Presented By O’Reilly and Cloudera
Make Data Work
21–22 May 2018: Training
22–24 May 2018: Tutorials & Conference
London, UK

Data visualization in a big data world

Jeff Fletcher (Cloudera)
12:0512:45 Wednesday, 23 May 2018
Data science and machine learning, Visualization and user experience
Location: Capital Suite 14 Level: Intermediate
Secondary topics:  Visualization, Design, and UX
Average rating: ****.
(4.73, 11 ratings)

Who is this presentation for?

  • Data visualization practitioners and data scientists

Prerequisite knowledge

  • Data science or data visualization implementation experience

What you'll learn

  • Gain an overview of data visualization techniques and tools for working with large datasets and techniques to better communicate probability and uncertainty


As big data adoption grows, Apache Hadoop, Apache Spark, and machine learning technologies are increasingly being used to analyze ever-larger datasets, but we still have to keep telling stories about the data and making sure the message is clear. There is a lot of of overlap between the roles of data scientist and data visualizer, but the primary difference is the visualizer’s focus on storytelling. Data science sometimes requires visualization and storytelling, but the focus is more on creating models and understanding the structure of the data. Data visualization, on the other hand, is about being able to convey a story about the data or the models that are built.

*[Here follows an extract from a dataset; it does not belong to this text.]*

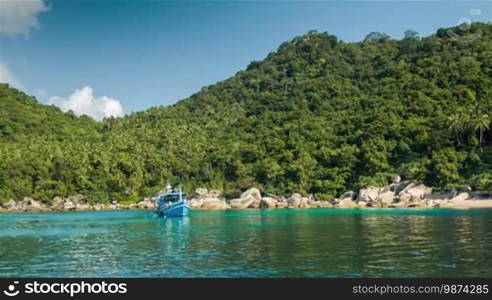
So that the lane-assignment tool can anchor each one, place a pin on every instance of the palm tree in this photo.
(481, 123)
(456, 125)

Jeff Fletcher details the tools and techniques that are relevant to data visualization practitioners working with large datasets and predictive models. Jeff outlines the skills data scientists need to improve their data visualizations, new mechanisms for visually representing the range of data, including encoding techniques that better portray the mean and error for collected data, how to visualize predicted data points, and new tools and techniques for doing visualization on large datasets, including live demos using Hadoop, Spark, SQL, R, Python, and notebooks, as well techniques to visualize uncertainty from machine learning models.

Photo of Jeff Fletcher

Jeff Fletcher


Jeff Fletcher is a systems engineer at Cloudera, where he helps customers build big data infrastructure. Jeff has been involved in internet technology all his professional life. Previously, he worked on the initial internet infrastructure team and managed aspects of the Johannesburg Beltel installation at Telkom; designed and implemented new internet products and services at Sprint (which became UUNET which became Verizon Business); founded Antfarm Networking Technologies, South Africa’s first streaming and webcasting company; and led the product development team at Internet Solutions (then IS). He does occasional consulting for corporate companies looking to move beyond pie charts. Jeff was shortlisted for an Information Is Beautiful award in 2015. He is the creator of, a blog dedicated to the art of data visualization. Jeff holds a degree in electrical engineering from Witwatersrand University.